My short story “The Age of Erring” would not behave.
I had ordered it to be a short story, but it tried to become a novel. I wrote at least 50 pages with no end in sight until I realized that the story was mushrooming out of my control. To contain the explosion, I reduced it to about ten pages. In the end I was happy with it, but it took me so long to write that it delayed publication of my new story collection by almost two months.
The collection, which I released last week, is The Age of Erring and Other Tales.
My new collection represents a lot of experimenting.
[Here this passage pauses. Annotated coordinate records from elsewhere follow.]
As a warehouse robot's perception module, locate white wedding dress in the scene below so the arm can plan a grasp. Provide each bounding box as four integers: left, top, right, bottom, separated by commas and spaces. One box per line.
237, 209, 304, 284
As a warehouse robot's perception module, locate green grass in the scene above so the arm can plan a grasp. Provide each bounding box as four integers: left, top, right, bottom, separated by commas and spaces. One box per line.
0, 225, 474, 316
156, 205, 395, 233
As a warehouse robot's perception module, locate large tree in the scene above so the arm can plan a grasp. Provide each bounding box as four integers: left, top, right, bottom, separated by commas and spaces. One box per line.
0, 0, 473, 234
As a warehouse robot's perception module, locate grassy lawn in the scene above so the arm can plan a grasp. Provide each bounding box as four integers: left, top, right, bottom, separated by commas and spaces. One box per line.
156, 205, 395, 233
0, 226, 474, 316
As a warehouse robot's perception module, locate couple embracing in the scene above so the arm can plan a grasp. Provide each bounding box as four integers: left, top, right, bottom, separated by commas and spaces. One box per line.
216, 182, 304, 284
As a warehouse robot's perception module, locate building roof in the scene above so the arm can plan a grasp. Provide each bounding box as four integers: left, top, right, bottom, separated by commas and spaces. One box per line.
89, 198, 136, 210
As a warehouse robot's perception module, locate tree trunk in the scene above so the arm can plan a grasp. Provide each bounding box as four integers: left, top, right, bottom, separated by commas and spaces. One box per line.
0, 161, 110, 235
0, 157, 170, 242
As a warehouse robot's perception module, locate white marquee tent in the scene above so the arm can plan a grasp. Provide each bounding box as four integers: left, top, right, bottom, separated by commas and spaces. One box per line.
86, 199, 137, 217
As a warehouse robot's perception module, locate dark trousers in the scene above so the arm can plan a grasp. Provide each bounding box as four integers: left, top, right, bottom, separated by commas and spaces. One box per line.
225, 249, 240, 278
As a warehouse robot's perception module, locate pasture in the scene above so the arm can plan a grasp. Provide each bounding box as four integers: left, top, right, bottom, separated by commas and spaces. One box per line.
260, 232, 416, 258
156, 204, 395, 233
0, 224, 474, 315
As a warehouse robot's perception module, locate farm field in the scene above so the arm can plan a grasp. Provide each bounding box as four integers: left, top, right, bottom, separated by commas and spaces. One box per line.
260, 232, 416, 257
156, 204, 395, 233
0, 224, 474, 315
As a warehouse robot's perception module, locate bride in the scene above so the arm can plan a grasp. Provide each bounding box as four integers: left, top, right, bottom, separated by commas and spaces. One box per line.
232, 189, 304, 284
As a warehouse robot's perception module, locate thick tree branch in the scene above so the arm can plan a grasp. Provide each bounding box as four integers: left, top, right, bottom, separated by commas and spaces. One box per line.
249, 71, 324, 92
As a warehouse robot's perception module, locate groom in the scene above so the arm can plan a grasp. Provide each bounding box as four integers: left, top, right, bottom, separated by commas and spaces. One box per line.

Its stories vary widely from one another in voice, style, genre, and content – a commercial no-no in traditional publishing, which prizes uniformity and editorial consistency.
My book features androids in need of therapy, a mysterious world-wide writer disappearance, a planet whose moon is falling, a flight on an aircraft that never stops for fuel, a parable about planets that dream they are people, and a creation tale that traces the history of a single individual back to the Big Bang.
Of all my anthologies, I worked the hardest on this one. That is because I was unsatisfied with some of the stories I had published on my blog. To publish them in a book, I extensively edited many of my old stories, even rewriting some of them, while also supplying additional content.
As excited as I am about releasing my third collection, I will have to set my story-writing aside for a while because the attempted mutiny by my story “The Age of Erring” made me realize that I want to write novels again. Fortunately my stories have given me many concepts to novelize.
I like novels. While short stories allow for reckless experimentation and conceptual diversity, novels allow more depth. They allow for an intricacy and a mimicry of real life that is hard to achieve in a short narrative.
I have written three novels already, my first being Thief of Hades which I self-published in 2001.
My second, soon to be released, is The Ghosts of Chimera, a psychological fantasy adventure about an adolescent boy who ventures into a parallel universe in search of the ghost of his younger brother.
Though I am scaling back my short story writing for now, I am not about to stop writing them altogether. They allow an exhilarating sense of creative freedom that I love. In The Age of Erring and Other Tales, I made the most of it. I hope my stories convey the fascination and fun I experienced in writing them.
By the way, I have included a video in this post in which I talk about my new collection and where I get my story ideas. I will be making more videos, but mainly I will be working on my fourth novel.
It will be nice not to have to wrestle with my new novel the way I did with my short story “The Age of Erring.” I have told my current work-in-progress that it can be as long as it pleases, and it made contented Wookie vocalizations to signify approval. I was glad. When writing, it is always good to have a Wookie on your side.